Wow Mike, that is a beauty! I think I just saw it blink!


----------



## Brian Jones (Jan 11, 2009)

Great job, Mike


----------



## chris_kreiner (Sep 6, 2006)

soggybtmboys said:


> Wow Mike, that is a beauty! I think I just saw it blink!


 
Blink!! I think I saw it wink at me!! He probably is thinking he looks better now then what he did when he was alive. 

Awesome Job as usual Mike!!


----------



## Paul Thompson (Jul 16, 2007)

Awwwhh hummm,, snorrrr,,,, just another great mount from Super Mike.


----------



## 68Mustang (Sep 14, 2007)

That is an INCREDIBLE mount -- absolutey beautiful!!!

Well done!


----------



## Liv4Trappin (Feb 22, 2006)

Thanks everyone...You crack me up Paul.

Mike


----------



## Cuz (Jan 16, 2008)

Absolutely fantastic!! I always look forward to your fur pics Mike.


----------



## Mitchell Ulrich (Sep 10, 2007)

I'm glad that you live up there and not down here by me!

Mitch


----------



## HunterHawk (Dec 8, 2005)

wow i just saw this one! come on you were on my team and you didnt even let me know about this one!

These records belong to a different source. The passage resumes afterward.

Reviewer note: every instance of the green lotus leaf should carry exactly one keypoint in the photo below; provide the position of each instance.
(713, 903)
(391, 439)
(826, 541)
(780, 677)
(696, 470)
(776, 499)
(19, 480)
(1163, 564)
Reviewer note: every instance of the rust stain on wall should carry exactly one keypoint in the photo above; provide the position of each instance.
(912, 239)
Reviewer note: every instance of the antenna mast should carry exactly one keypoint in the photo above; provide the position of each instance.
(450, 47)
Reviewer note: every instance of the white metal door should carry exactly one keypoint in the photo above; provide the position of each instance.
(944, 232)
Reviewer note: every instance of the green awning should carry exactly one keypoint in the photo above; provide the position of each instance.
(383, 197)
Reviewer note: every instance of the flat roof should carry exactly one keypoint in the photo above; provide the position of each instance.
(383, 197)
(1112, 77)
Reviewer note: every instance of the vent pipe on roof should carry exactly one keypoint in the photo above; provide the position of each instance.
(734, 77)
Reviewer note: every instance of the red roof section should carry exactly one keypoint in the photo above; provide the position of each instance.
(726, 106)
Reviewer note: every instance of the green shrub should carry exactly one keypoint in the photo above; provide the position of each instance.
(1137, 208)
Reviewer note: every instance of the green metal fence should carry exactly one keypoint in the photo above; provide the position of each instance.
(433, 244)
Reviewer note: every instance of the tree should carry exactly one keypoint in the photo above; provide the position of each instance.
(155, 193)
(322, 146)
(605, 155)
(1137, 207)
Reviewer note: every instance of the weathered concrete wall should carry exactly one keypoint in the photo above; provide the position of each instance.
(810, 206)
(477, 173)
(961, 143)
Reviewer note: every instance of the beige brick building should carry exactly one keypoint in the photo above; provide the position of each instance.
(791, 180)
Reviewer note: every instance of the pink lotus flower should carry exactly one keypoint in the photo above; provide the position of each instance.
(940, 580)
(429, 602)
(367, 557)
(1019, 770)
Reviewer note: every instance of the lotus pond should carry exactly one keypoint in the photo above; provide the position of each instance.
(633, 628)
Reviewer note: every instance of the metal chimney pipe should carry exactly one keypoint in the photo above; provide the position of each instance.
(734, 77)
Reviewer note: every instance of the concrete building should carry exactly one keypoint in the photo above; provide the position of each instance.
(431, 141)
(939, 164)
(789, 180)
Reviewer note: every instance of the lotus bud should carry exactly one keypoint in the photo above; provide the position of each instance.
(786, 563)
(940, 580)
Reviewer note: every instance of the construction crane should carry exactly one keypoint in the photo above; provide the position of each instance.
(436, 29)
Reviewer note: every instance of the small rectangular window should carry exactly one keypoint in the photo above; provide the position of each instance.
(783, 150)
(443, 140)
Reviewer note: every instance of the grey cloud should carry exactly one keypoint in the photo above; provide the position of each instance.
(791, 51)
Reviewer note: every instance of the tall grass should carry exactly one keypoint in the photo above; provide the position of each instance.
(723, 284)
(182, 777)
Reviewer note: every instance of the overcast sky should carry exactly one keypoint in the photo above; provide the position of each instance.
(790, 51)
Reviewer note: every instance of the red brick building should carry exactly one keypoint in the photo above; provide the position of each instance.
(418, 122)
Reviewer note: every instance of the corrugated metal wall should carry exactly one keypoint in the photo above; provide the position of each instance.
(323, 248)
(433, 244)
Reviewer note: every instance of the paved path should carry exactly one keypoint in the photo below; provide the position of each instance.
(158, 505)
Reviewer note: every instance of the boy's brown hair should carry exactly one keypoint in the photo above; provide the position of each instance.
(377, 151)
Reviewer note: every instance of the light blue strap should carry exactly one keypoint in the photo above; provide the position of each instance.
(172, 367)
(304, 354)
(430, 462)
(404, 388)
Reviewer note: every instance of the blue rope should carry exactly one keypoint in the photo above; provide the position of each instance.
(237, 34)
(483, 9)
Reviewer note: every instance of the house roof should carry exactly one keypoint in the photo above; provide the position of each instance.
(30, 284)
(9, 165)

looks great Mike! as always.... and even from the rocky mountains eh?

looks like a nice fox!

with your attention to detail on predators you sure you werent raised by wolves or something?


----------



## honkertonk (May 6, 2005)

Wow, that is pretty!


----------



## Big Buck (Feb 8, 2000)

Nice looking mount Mike, are you going to the MTA show with it?


----------



## timberdoodle528 (Nov 25, 2003)

I know where my first fox will go that I trap! Beautiful mount, Mike. Nice work.


----------